A:10年を遠く遡る昔、板もセイルも毎年のように目を見張るような変化がありました。それまで見たことも無いような斬新な形をした板がこつ然と登場し、それが過去類を見ない軽快な乗り心地と性能をすべての人に提供することが判明し、ゆえに他メーカーからもすぐに同様の板が発表されるという加速度的な進化の系図。対して現在は、性能進化は到達点に達し、板もセイルもウインドグッズのすべてが熟成期に入っています。だからこそ「どれを選んでも間違い無く」、だからこそ「道具選びで悩みやすく」もなりました。
そうした中では、最良のモノをピックアップするのではなく、消去法で最良のモノを「絞り込む」という手法が適切と思います。最良の、ただひとつのモノを選び出そうにもそれは難しく、それよりも、最良では無さそうなモノを削除して、残ったモノの中から選ぶ=選択肢を絞り込むことで選びやすくする、という考え方です。
例えば異なるメーカーからラインナップされた、同じ90リッターの板が4本、選択肢としてあると仮定しましょう。うち3つは横幅が60〜61センチで、しかし1本だけは62センチあったとします。その場合、仲間はずれの横幅62センチの1本は選択から削除してしまうという手法。横幅が他と異なる利点があるだろうことは重々理解できますが、3/4の割合で同じ横幅の板が並ぶには、さらなる理由があるだろうと推測できるから。すなわちそれが「定番」と言えそうだからです。

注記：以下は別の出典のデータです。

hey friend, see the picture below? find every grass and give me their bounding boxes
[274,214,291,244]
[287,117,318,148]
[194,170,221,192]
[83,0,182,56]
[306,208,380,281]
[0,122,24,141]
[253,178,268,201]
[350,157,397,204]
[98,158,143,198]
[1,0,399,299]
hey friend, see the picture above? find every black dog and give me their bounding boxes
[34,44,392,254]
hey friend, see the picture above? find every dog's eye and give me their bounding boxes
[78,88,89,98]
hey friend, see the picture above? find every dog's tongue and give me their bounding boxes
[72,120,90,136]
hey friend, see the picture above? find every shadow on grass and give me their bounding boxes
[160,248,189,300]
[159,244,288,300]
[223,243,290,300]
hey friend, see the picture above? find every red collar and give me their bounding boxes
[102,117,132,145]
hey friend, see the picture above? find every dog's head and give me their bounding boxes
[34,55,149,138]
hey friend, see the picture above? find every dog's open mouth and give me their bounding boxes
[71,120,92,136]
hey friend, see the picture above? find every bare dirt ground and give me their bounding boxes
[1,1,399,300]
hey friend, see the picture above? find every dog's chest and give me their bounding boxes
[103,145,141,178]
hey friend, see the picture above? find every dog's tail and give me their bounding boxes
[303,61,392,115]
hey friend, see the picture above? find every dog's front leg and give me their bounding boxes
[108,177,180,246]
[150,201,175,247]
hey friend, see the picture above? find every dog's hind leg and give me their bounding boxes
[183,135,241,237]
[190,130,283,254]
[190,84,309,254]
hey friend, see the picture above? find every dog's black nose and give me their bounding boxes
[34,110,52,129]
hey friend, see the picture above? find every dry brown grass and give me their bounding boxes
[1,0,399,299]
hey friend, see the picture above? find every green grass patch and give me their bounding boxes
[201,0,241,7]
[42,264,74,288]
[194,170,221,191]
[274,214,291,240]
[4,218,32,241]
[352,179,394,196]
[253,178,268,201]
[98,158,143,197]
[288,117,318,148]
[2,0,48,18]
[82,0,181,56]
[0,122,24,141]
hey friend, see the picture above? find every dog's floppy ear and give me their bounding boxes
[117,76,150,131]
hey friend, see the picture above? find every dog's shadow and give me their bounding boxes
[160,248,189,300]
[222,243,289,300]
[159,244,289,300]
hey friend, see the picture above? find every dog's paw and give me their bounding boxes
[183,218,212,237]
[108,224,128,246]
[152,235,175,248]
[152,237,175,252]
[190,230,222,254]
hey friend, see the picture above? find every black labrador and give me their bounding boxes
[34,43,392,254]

特別な趣向があるなら道具選びに悩むはずは無く、道具選びに悩むということはそうした特別な趣向が無いからこそであるはずで、ゆえに「定番」を選んでおけば間違い無いだろうとの確信もあります。消去法とは、こうした考え方です。
それを念頭に、現在唯一の専門誌であるウインドサーフィングマガジンの最新カタログ号から拾ってみましょう。そこに掲載されていないものについては残念ながら情報不足でまったくわかりません。
カタログを紐解くと、選択対象は、ファナティックのFREEWAVE96もしくは86、JPフリースタイルウェイブの93、パトリックF-CROSSの93、スターボードFUTURAの90、タブーの3-STYLEの86もしくは96に絞り込まれそうです。その中から90リッターくらいで限定するなら、FREEWAVE86、JPフリースタイルウェイブ93もしくは85、F-CROSS93、フツラ90、3-Sの86になるでしょう。

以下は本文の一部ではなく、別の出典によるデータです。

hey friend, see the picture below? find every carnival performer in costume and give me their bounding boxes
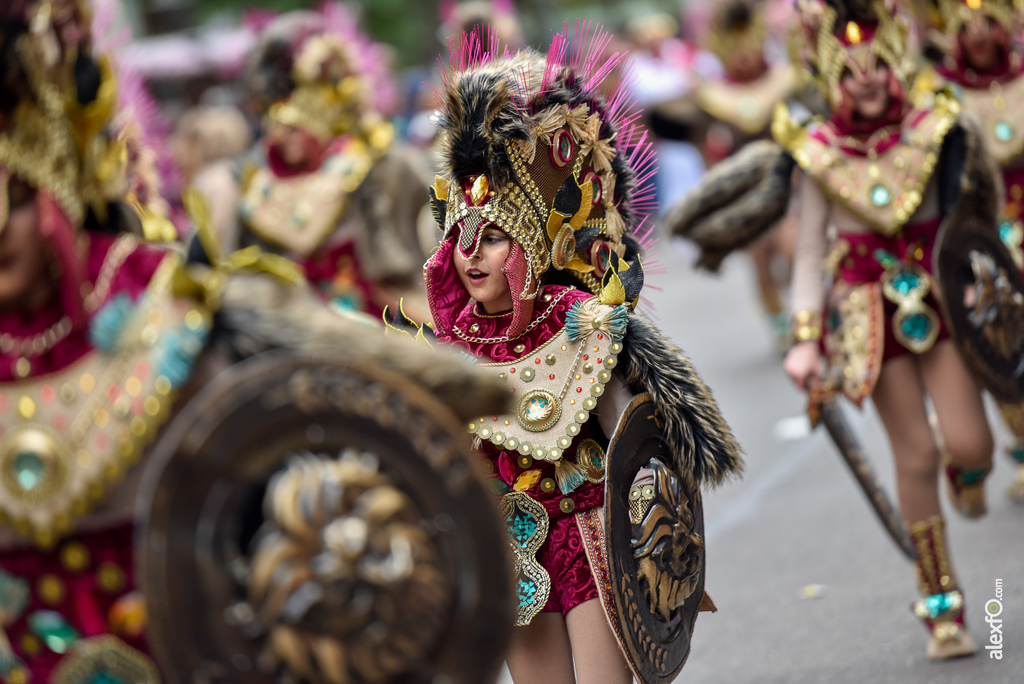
[411,25,743,683]
[0,3,513,681]
[665,0,1017,661]
[193,3,432,319]
[914,0,1024,502]
[651,0,808,350]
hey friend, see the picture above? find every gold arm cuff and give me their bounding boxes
[792,310,822,342]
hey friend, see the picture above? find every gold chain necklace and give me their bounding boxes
[451,288,575,344]
[0,315,73,357]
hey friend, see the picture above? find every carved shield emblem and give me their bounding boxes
[138,349,511,684]
[604,394,706,684]
[935,217,1024,403]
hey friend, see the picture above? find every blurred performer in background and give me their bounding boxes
[0,2,514,682]
[0,1,213,678]
[192,3,433,319]
[414,25,743,684]
[666,0,1024,660]
[652,0,806,351]
[915,0,1024,502]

さらにそれぞれのスペックを見ると、FREEWAVE86(233/58.5)、JPフリースタイルウェイブ93(234/60.5)、F-CROSS93(235/60.5)、フツラ90(233/62)、3-Sの86(220.5/59.5)。それぞれボリュームに違いがあるので横並びに判断しにくいところですが、横幅を見ると、同じ86リッターながら1センチも幅狭いFREEWAVE86は、他ボードの横幅と比較してもちょっと細めかもとの懸念が頭をもたげます。またダントツに横幅の広いフツラ90も少し仲間はずれな感じ。というワケで思い切ってその両者を消去したなら、JPフリースタイルウェイブ93、F-CROSS93、3-Sの86に絞り込むことができます。

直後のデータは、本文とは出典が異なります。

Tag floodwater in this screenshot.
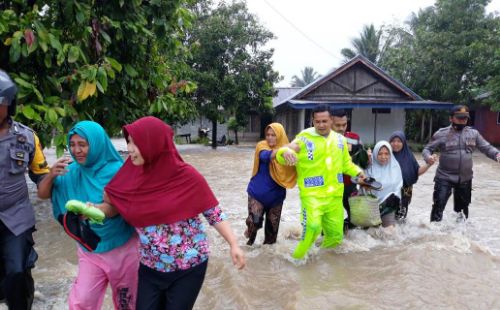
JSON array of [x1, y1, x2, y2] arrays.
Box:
[[6, 142, 500, 309]]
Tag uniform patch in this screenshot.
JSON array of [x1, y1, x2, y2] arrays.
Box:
[[337, 135, 344, 149], [337, 173, 343, 183], [15, 151, 25, 159], [300, 136, 315, 160], [17, 134, 27, 143], [304, 176, 324, 187]]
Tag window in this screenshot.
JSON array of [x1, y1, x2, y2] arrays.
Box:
[[497, 112, 500, 125]]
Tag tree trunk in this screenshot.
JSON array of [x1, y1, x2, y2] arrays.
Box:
[[211, 119, 217, 149], [234, 130, 239, 145]]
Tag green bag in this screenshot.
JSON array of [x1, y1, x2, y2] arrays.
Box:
[[348, 190, 381, 227], [65, 200, 105, 225]]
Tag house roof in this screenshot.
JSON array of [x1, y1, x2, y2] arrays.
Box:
[[276, 55, 453, 110], [273, 87, 301, 107]]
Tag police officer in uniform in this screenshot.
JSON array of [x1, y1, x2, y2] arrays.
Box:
[[0, 70, 49, 309], [423, 105, 500, 222]]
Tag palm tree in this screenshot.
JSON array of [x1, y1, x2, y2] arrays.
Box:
[[341, 24, 390, 64], [291, 67, 320, 87]]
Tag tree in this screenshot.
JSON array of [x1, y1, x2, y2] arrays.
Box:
[[291, 66, 319, 87], [380, 0, 500, 140], [188, 0, 280, 148], [340, 24, 390, 64], [0, 1, 197, 154]]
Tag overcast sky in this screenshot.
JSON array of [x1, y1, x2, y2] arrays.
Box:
[[244, 0, 500, 86]]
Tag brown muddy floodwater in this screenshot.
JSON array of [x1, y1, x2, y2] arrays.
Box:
[[6, 141, 500, 309]]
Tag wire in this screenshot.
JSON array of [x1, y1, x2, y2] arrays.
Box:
[[262, 0, 343, 61]]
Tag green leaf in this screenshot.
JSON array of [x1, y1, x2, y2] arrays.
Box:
[[32, 86, 43, 103], [56, 51, 65, 66], [21, 42, 28, 57], [105, 66, 115, 79], [54, 107, 66, 116], [100, 30, 111, 44], [21, 105, 36, 120], [39, 40, 48, 52], [47, 109, 58, 123], [44, 53, 52, 68], [44, 96, 60, 105], [124, 64, 138, 77], [13, 77, 33, 88], [9, 40, 20, 62], [68, 46, 80, 63], [97, 67, 108, 91], [48, 34, 62, 52], [76, 11, 85, 24], [106, 57, 122, 72], [96, 81, 104, 93]]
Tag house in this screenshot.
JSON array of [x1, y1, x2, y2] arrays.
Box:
[[471, 92, 500, 145], [274, 55, 454, 144]]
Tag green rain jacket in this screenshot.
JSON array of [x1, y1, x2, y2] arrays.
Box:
[[277, 127, 361, 199]]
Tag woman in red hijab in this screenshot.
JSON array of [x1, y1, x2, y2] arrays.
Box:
[[103, 116, 245, 309]]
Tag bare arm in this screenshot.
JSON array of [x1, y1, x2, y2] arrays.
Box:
[[98, 192, 119, 218], [37, 157, 72, 199], [213, 221, 246, 270], [418, 163, 431, 176]]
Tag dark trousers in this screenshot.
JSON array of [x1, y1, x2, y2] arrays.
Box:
[[430, 178, 472, 222], [246, 196, 283, 245], [0, 221, 37, 310], [136, 260, 208, 310], [396, 186, 413, 220]]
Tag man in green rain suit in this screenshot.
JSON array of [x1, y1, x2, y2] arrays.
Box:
[[276, 105, 364, 259]]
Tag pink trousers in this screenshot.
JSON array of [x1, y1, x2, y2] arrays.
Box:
[[69, 235, 139, 310]]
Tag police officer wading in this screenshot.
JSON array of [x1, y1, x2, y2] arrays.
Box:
[[423, 105, 500, 222], [0, 70, 49, 309]]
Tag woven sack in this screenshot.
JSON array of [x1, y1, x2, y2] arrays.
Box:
[[348, 191, 381, 227]]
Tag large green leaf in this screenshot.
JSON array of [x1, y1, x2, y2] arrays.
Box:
[[68, 46, 80, 63]]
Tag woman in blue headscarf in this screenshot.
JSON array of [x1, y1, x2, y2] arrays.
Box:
[[389, 131, 435, 221], [38, 121, 139, 309]]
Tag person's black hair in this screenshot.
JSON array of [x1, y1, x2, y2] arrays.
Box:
[[312, 104, 331, 118], [331, 109, 347, 118]]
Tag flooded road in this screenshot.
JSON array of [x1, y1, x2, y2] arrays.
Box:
[[9, 142, 500, 309]]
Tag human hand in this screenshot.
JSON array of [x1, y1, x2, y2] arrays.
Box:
[[428, 154, 438, 165], [230, 245, 246, 270], [496, 153, 500, 163], [49, 157, 72, 178], [283, 150, 297, 166]]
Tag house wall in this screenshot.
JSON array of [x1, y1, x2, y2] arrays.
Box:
[[275, 109, 302, 138], [474, 107, 500, 145], [350, 108, 406, 145]]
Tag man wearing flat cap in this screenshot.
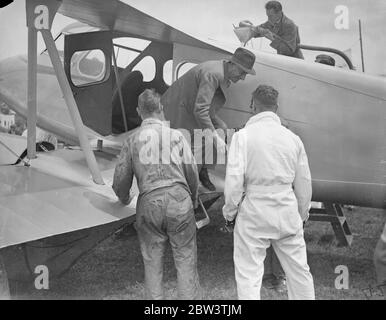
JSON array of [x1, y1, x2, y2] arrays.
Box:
[[315, 54, 336, 66], [161, 47, 256, 191]]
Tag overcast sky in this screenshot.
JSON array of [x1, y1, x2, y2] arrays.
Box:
[[0, 0, 385, 75]]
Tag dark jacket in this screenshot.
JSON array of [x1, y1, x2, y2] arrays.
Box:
[[161, 60, 228, 133], [254, 14, 304, 59]]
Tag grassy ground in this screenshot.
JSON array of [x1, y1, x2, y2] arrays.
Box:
[[11, 200, 386, 300]]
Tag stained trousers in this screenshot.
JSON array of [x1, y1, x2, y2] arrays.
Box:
[[135, 185, 201, 300]]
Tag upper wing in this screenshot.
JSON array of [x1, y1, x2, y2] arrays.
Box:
[[58, 0, 228, 54]]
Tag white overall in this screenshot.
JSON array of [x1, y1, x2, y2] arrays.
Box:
[[223, 111, 315, 300]]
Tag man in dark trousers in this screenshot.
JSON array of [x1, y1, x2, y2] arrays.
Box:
[[374, 223, 386, 299], [239, 1, 304, 59], [161, 47, 256, 191], [0, 255, 10, 299], [113, 89, 200, 299]]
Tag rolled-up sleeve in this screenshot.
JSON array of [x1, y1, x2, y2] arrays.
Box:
[[293, 140, 312, 221], [222, 130, 246, 221], [112, 140, 134, 205], [193, 72, 219, 131]]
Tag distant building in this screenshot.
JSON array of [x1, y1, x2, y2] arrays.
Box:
[[0, 111, 15, 130]]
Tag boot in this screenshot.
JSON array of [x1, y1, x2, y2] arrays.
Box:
[[199, 167, 216, 191], [262, 274, 276, 290], [273, 276, 287, 293]]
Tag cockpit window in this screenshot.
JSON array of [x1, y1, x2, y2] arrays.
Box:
[[163, 60, 173, 85], [112, 37, 151, 69], [113, 37, 150, 51], [176, 62, 197, 79], [133, 56, 156, 82], [113, 46, 140, 69], [70, 49, 107, 86]]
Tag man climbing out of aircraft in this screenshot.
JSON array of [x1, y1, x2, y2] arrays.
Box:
[[239, 1, 304, 59], [161, 47, 256, 191], [112, 89, 201, 300], [374, 223, 386, 299], [223, 84, 315, 299]]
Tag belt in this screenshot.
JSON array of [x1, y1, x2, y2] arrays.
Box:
[[246, 184, 292, 194]]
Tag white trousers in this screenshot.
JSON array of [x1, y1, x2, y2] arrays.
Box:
[[234, 224, 315, 300]]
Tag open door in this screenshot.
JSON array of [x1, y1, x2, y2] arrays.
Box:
[[64, 31, 113, 136]]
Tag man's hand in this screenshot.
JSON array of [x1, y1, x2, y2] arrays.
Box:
[[220, 219, 235, 233], [216, 122, 228, 133], [193, 198, 199, 210], [120, 189, 135, 206], [256, 27, 275, 41]]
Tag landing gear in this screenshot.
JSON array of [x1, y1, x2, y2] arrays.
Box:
[[309, 202, 353, 246]]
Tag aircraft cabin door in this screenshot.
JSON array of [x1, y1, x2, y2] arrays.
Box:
[[64, 31, 113, 136]]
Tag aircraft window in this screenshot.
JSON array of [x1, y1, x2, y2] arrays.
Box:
[[113, 37, 150, 51], [112, 38, 151, 69], [132, 56, 156, 82], [70, 49, 107, 86], [163, 60, 173, 85], [177, 62, 197, 79], [113, 46, 140, 69]]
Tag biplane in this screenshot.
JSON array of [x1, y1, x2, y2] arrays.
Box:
[[0, 0, 385, 286]]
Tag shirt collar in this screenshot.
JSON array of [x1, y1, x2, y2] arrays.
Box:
[[245, 111, 281, 127], [141, 118, 165, 127]]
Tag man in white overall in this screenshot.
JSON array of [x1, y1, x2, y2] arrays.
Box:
[[223, 84, 315, 300]]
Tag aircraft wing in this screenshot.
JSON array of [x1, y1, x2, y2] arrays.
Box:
[[0, 133, 27, 165], [0, 148, 137, 249], [57, 0, 228, 54]]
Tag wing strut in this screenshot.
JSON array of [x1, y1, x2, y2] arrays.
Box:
[[27, 26, 37, 160], [25, 0, 104, 185], [112, 51, 128, 132]]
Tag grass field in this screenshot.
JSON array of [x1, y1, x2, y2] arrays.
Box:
[[11, 200, 386, 300]]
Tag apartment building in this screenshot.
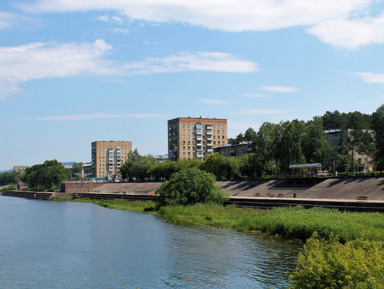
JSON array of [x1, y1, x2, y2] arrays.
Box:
[[91, 141, 132, 178], [168, 117, 227, 161]]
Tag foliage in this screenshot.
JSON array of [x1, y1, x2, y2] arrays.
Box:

このようにある程度まで選択した上で、そこから先は、可能ならば、ですが、試乗会などに参加して実際に試してみること。ターゲットとなるボリュームの板が試乗会に登場するとは限らないし、試乗会当日に最高の風が吹くとも限らないですが、それでも狙う板のボリューム違いであっても、またたとえ走らない弱風であっても、とりあえず試してみたなら多少なりとも推測が成り立つはず。そうした推測と、さらにはネット等を介した他情報を積み重ねることで、さらに自分が最終選択すべき板の絞り込みをして最終決定するのが結論への近道と思えます。